In 2010, Iceland’s government & tourism sector, launched a joint marketing campaign called Inspired by Iceland. The initial goal was to counteract the negative impact of a large-scale volcanic eruption on visitor arrivals. Given the positive results of the campaign, it was decided to use Inspired by Iceland as an umbrella brand for tourism in Iceland.
The objectives are to create awareness of Iceland as a destination all-year round, increase tourism in all regions, provide higher yield per traveller, encourage responsible travel behaviour and maintain a high level of visitor satisfaction, as well as among Icelanders. The Inspired by Iceland campaigns such as Iceland Academy and Icelandic Pledge have driven uplift in consideration and searches for the destination. Between 2017 and 2018, they generated more than 970 articles in foreign media with an estimated media value of over £15 million and more than 25 million video views, with the hardest karaoke song in the world being one of the most popular ones. Since 2012 there has also been 133% uplift in considering off-season travel to Iceland.

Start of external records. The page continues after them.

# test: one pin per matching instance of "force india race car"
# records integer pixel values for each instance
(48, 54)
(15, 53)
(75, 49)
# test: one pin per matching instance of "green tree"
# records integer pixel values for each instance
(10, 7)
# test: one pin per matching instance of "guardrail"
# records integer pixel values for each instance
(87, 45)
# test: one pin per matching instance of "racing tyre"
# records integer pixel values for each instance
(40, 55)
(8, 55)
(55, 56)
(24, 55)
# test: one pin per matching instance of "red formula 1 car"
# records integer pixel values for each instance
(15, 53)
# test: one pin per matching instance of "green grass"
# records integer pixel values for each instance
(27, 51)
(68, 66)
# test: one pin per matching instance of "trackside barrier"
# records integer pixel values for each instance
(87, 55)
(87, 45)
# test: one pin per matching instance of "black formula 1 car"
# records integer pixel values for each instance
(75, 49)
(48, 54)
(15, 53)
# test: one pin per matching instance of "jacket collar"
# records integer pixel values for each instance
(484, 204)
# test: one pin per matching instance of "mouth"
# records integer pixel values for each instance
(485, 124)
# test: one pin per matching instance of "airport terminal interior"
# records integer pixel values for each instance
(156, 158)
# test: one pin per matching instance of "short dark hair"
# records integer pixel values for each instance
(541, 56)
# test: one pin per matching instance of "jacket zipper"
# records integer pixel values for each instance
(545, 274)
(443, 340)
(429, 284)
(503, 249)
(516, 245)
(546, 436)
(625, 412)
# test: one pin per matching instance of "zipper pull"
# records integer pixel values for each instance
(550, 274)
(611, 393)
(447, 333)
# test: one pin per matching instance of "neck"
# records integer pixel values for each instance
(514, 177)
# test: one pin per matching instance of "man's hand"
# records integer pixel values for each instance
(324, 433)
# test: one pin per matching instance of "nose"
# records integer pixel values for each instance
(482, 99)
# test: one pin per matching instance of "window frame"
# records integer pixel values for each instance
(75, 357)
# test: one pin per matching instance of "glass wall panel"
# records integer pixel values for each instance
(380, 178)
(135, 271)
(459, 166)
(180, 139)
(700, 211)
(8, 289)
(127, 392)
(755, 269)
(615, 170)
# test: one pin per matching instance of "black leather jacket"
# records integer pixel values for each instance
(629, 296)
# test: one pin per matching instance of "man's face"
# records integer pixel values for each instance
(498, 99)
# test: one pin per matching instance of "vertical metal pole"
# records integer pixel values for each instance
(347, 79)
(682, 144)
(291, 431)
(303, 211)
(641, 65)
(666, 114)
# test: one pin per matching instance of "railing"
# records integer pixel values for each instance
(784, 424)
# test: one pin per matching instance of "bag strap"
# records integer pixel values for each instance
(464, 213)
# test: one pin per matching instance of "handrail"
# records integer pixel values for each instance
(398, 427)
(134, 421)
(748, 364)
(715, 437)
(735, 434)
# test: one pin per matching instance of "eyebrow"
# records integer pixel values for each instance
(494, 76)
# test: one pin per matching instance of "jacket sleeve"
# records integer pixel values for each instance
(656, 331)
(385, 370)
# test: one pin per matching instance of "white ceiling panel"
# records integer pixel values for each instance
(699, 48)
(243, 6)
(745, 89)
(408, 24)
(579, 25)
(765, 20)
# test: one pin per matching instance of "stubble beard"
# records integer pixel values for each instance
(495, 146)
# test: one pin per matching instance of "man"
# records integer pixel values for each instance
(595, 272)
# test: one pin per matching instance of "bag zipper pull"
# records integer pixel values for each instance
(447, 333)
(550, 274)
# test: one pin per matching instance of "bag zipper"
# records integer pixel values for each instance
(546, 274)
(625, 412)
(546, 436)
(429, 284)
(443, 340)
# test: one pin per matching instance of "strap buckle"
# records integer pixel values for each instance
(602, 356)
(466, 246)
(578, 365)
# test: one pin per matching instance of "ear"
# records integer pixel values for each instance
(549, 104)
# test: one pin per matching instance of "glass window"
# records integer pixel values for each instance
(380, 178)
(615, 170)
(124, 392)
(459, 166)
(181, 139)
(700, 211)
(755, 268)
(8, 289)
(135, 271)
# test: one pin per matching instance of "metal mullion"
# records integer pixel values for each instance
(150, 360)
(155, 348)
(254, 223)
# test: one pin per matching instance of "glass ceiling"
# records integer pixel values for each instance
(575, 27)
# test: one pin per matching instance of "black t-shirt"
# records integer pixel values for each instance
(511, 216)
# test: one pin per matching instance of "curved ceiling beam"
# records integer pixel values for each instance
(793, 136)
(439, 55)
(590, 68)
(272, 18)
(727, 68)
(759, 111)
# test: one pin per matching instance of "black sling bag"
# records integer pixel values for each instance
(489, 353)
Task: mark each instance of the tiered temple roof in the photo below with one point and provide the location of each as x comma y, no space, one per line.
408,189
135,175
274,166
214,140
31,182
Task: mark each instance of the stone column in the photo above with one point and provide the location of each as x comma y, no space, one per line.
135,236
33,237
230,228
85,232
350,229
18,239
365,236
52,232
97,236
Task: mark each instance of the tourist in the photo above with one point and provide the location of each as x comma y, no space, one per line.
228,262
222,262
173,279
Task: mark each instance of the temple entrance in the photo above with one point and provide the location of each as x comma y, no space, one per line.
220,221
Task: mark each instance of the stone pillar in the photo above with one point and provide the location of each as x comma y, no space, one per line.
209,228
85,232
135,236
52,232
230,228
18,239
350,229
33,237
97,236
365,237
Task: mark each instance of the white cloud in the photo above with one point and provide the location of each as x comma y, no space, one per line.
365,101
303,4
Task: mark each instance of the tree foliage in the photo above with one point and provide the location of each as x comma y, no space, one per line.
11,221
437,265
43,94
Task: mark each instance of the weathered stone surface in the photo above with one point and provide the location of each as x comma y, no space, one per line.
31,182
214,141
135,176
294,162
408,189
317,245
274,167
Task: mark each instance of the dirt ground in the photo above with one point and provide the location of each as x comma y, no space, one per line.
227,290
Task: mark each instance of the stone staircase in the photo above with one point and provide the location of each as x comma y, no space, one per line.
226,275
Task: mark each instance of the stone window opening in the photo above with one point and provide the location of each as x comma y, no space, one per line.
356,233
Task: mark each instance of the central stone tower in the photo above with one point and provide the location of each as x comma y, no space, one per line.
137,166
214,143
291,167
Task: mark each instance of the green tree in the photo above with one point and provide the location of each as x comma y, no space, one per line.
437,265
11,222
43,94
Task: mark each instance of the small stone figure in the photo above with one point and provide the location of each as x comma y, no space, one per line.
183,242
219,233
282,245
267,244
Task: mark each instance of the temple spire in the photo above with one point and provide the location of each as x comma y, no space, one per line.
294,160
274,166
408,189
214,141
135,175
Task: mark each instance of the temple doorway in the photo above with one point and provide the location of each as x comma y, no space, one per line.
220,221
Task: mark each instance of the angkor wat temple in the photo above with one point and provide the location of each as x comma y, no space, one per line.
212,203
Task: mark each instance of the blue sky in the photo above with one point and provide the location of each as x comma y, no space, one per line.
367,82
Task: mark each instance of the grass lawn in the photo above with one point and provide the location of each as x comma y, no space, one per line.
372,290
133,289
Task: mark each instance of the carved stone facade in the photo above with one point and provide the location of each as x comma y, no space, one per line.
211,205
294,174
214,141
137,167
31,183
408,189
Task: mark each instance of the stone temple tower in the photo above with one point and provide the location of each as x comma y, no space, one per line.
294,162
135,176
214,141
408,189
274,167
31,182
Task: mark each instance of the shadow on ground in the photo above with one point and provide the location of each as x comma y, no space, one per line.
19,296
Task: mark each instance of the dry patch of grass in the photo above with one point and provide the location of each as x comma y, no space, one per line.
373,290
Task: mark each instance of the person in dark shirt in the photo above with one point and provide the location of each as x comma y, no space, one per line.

Tourism has grown rapidly in recent years, with an average year- on-year growth of over 25% since 2013, peaking in 2016 with 38% growth, most of it off season. In 2017, the growth slowed down to 24% and in 2018 to 5.5%; an indicator for more sustainable growth for the future. In 2017, 65% of tourists visited during autumn, winter and spring combined, while 35% visited during summer. This is a complete reversal since 2011 when over 60% visited in the summer.
WTTC estimates that policies prioritising the sector contributed to the growth in international arrivals from 488,622 to 2.4 million between 2010 and 2018, which enabled the creation of 22,000 new jobs.
Colombia, once infamous for drugs and violence, has managed to become an “It” destination. The country has been extremely successful in changing its image over the past decade. While rebranding required clever public relations, it could not have been done without sweeping societal transformations and the implementation of enabling policies. In effect, Colombia made significant investments in infrastructure and changes to the way it did business. Colombia understood the lag between people’s perceptions of the country’s past and the new reality, as a safe, welcoming, culturally rich destination, with unique biodiversity.
To improve the safety and security of individuals, the government showcased the 2,234 internal routes that had been “reclaimed” as safe (Rutas Seguras). This nation-wide commitment to security gave first domestic and then international travellers the confidence to travel throughout the country. The increased level of security led foreign governments to downgrade the security advisories, showcasing to visitors that Colombia was safe.
On this basis, Colombia’s tourism board launched a campaign in 2008 focusing on the nation’s natural and cultural wonders, with the tag line, “el riesgo es que te quieras quedar” or “The risk is that you’ll want to stay”. In light of its 50 years of civil conflict, Colombia’s word-play on risk revealed a self-awareness, which was essential. Overall, the number of visitors to Colombia grew by 400% between 2006 and 2017, from 1 million to over 4 million to international arrivals.